Tatsächlich gefielen mir die Bücher in der Rangfolge genau so, wie die Reihenfolge ist. Wobei Band 1 und 2 sehr nahe beieinander liegen und sich quasi den "ersten Platz" bei mir teilen, danach folgt der dritte und dann der vierte Band. Trotzdem bin ich schon sehr gespannt auf den fünften Band, auch wenn ich mir gar nicht vorstellen kann, was da nun noch passieren könnte, wo man hier sozusagen am Happy End an kommt. Okay, andere Charaktere könnten noch ihre Happy Ends bekommen. Aber ich mag gar nicht daran denken, dass Herr Beck im fünften Band nicht mehr da sein soll, wie es im Klappentext steht! Schrecklich! Wo er doch mein liebster Charakter ist!
Aber vielleicht wird man ja noch überrascht, ich hätte schon eine Idee, aber die ist weit hergeholt, glaube ich. Nun heißt es also Warten!
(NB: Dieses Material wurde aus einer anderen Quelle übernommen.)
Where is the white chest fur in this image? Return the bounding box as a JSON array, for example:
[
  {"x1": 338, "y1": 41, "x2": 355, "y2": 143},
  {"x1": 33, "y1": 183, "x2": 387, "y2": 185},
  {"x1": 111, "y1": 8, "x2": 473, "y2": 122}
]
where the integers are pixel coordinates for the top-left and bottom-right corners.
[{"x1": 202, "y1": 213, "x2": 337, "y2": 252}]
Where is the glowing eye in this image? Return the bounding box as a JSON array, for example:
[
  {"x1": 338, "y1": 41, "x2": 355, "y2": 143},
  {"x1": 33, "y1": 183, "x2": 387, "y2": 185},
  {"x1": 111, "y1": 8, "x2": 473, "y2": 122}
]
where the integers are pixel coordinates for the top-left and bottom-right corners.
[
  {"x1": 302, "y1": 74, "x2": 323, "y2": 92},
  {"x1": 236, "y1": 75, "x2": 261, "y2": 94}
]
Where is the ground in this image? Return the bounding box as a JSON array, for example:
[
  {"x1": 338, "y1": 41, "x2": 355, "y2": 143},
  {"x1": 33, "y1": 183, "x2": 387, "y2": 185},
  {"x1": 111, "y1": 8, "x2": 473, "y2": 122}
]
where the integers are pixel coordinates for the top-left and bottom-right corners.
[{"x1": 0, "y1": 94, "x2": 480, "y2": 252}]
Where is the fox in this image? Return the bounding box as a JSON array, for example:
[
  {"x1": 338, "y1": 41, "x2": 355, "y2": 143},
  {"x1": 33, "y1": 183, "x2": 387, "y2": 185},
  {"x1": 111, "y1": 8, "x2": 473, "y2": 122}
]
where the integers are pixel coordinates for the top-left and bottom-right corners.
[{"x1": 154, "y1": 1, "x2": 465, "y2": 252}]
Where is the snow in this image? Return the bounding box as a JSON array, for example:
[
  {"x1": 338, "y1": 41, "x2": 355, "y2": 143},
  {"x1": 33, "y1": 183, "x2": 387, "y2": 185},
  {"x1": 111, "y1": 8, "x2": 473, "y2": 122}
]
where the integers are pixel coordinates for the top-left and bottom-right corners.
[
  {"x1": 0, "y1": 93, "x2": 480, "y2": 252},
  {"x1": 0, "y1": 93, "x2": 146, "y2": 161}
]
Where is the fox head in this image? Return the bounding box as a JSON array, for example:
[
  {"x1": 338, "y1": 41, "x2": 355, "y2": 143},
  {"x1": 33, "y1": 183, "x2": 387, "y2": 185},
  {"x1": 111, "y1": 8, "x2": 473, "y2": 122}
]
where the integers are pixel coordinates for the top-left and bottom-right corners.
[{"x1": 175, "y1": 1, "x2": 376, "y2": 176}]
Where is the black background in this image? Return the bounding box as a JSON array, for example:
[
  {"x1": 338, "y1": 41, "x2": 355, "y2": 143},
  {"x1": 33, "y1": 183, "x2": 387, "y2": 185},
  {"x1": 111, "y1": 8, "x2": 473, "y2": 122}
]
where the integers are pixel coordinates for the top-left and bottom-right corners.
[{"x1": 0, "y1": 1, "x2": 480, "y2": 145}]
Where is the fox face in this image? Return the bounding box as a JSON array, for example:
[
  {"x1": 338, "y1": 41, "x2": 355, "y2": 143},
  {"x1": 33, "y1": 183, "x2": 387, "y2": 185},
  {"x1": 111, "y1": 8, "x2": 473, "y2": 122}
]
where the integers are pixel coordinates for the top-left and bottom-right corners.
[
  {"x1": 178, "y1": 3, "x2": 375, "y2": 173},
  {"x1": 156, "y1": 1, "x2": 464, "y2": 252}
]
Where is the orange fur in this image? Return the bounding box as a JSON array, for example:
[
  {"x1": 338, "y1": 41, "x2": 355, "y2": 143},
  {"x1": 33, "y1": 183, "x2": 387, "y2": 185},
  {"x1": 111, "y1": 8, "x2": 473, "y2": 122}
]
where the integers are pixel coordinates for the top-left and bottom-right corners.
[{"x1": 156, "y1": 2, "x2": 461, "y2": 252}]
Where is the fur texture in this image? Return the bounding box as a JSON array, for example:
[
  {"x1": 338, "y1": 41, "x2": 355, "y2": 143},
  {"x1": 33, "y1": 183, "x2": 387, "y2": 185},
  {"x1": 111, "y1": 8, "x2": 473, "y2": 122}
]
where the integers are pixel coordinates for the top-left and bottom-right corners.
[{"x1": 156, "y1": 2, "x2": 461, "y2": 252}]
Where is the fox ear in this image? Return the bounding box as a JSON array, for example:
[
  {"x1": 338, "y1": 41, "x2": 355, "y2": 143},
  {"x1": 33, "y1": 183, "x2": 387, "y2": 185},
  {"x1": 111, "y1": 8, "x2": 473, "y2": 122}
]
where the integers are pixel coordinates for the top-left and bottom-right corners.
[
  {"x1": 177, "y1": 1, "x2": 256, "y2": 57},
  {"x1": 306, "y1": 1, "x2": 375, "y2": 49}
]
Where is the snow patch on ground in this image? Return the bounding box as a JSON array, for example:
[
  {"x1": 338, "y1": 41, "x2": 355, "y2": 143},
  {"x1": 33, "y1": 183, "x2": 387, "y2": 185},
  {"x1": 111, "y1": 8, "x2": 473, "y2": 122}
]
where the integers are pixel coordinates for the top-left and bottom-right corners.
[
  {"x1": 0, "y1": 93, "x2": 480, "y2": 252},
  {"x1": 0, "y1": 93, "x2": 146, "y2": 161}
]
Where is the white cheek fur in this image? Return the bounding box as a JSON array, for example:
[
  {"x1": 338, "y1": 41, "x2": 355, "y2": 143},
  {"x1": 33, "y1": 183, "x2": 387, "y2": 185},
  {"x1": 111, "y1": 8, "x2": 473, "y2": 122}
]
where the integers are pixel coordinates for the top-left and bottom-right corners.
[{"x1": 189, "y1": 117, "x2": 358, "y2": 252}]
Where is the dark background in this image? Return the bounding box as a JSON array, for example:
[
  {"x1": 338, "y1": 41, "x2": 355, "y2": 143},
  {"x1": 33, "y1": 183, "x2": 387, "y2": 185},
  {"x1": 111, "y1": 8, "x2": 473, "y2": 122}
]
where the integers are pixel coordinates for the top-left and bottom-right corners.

Denn klar ist das mit Herr Beck ja offensichtlich schon mal...

Kurz und Knapp

Im Ganzen kann ich also sagen: Man kann es durchaus lesen, wenn einem die vorigen Bücher gut gefallen haben und es einen nicht abschreckt, wenn sich der Anfang etwas ziehen kann, oder einem der normale Alltag auch genug "gibt". Dafür haben die Bücher ja eine überschaubare Seitenanzahl, so dass man so oder so zügig durch kommt und so auch schnell zu witzigeren oder spannenderen stellen kommt, auch wenn ich hier weniger Spannung fand, als in dem Rest der Reihe.